La popularité croissante des idées de la Nouvelle-Droite met à nu la vulnérabilité de l’idéologie de la gauche radicale qui devient de plus en plus vague. La Nouvelle Droite n’a même pas besoin de falsifier ou de tronquer les citations de la gauche si elle veut les utiliser à ses propres fins.

L’absence d’une solution alternative et d’une idéologie révolutionnaire claire et cohérente risque de donner à la Nouvelle Droite la possibilité d’attirer de nouvelles générations de militants. C’est pourquoi les militants de la gauche radicale doivent employer des arguments très précis, par exemple pour lutter contre la mondialisation. Et expliquer ce qu’ils entendent par la « diversité culturelle » qui, en principe, n’a rien à voir avec l’idéal prôné par la Nouvelle Droite : une société statique, dominée par le passé et par une vision rigide des lois naturelles ; un mode de pensée réactionnaire selon lequel celui dont les ancêtres ont vécu le plus longtemps dans un endroit possède le plus d’autorité en matière politique et culturelle.

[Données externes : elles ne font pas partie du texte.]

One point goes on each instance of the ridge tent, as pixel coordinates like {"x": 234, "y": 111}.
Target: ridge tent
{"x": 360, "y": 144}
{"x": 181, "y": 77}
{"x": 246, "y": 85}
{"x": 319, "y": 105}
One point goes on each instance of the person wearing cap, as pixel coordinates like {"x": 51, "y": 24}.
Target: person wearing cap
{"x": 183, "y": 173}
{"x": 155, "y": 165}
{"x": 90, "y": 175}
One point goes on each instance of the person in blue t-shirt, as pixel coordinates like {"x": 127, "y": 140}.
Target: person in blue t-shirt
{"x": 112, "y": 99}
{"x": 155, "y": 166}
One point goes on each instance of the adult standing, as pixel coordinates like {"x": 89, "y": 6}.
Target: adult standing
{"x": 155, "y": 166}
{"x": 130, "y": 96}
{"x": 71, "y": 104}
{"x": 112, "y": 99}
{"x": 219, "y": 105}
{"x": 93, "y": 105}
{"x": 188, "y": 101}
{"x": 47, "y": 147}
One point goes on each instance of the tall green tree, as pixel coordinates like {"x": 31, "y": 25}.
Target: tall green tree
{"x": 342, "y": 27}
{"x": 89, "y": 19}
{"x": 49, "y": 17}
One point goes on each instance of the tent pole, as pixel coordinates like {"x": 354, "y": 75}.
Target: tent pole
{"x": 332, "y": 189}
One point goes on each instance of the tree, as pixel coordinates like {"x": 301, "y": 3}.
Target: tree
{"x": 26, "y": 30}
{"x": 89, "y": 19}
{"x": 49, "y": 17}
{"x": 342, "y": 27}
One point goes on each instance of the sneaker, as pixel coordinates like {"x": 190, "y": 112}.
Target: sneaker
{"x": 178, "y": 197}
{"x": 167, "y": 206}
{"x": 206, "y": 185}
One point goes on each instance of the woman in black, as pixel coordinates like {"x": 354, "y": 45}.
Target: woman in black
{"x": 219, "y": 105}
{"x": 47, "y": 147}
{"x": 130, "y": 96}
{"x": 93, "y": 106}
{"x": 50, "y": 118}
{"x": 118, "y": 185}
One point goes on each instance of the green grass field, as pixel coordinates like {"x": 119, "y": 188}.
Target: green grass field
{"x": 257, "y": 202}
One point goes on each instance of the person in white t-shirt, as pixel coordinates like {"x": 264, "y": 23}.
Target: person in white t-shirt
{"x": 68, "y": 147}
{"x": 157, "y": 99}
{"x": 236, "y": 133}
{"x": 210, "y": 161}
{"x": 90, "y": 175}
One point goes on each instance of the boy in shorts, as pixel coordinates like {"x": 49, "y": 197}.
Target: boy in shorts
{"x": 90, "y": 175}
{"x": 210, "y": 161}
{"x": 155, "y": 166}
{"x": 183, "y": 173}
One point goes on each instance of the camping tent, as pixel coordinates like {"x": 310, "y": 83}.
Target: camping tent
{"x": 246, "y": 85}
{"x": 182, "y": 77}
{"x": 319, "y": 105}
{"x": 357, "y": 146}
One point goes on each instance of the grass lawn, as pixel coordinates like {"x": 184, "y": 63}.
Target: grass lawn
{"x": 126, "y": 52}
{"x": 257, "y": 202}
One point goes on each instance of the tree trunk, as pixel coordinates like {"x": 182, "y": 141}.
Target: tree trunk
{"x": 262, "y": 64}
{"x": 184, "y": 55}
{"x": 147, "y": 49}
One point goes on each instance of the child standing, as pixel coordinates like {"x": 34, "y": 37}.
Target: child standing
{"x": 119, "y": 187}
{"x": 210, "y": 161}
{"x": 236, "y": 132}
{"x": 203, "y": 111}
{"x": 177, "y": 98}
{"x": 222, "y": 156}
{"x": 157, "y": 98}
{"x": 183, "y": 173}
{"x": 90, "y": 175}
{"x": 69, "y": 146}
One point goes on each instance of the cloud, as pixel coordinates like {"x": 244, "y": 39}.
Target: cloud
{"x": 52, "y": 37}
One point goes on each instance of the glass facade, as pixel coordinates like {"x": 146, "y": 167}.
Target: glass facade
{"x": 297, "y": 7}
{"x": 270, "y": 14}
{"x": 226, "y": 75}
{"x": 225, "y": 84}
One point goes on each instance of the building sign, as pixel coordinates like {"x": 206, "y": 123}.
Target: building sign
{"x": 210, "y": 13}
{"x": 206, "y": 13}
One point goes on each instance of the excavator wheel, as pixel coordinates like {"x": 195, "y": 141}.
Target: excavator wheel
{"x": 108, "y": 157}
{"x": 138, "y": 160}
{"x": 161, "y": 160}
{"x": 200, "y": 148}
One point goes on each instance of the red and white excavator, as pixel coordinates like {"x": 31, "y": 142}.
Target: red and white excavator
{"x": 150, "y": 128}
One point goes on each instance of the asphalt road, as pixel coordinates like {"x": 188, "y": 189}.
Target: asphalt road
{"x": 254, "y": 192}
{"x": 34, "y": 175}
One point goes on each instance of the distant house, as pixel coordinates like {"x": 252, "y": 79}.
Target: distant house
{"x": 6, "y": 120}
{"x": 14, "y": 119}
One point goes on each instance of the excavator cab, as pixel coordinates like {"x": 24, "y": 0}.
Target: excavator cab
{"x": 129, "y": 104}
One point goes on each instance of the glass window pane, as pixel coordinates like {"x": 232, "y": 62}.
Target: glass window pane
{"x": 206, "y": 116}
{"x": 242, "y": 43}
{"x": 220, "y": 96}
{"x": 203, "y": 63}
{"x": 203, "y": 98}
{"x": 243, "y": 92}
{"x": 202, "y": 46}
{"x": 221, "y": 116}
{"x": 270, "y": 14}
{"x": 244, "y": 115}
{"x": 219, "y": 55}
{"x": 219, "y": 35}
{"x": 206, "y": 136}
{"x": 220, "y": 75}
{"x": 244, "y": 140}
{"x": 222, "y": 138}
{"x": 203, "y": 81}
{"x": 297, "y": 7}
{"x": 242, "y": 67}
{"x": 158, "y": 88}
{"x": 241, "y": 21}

Les militants de la gauche révolutionnaire luttent plutôt pour une société qui peut changer, et dans laquelle tous les nouveaux venus participeront à égalité avec les autres. Ils souhaitent développer des cultures de lutte internationalistes autonomes, comme Gramsci les avait envisagées. Et ils ne s’opposent certainement pas au progrès. Notre véritable combat concerne la direction dans laquelle nous allons progresser et surtout qui en décidera.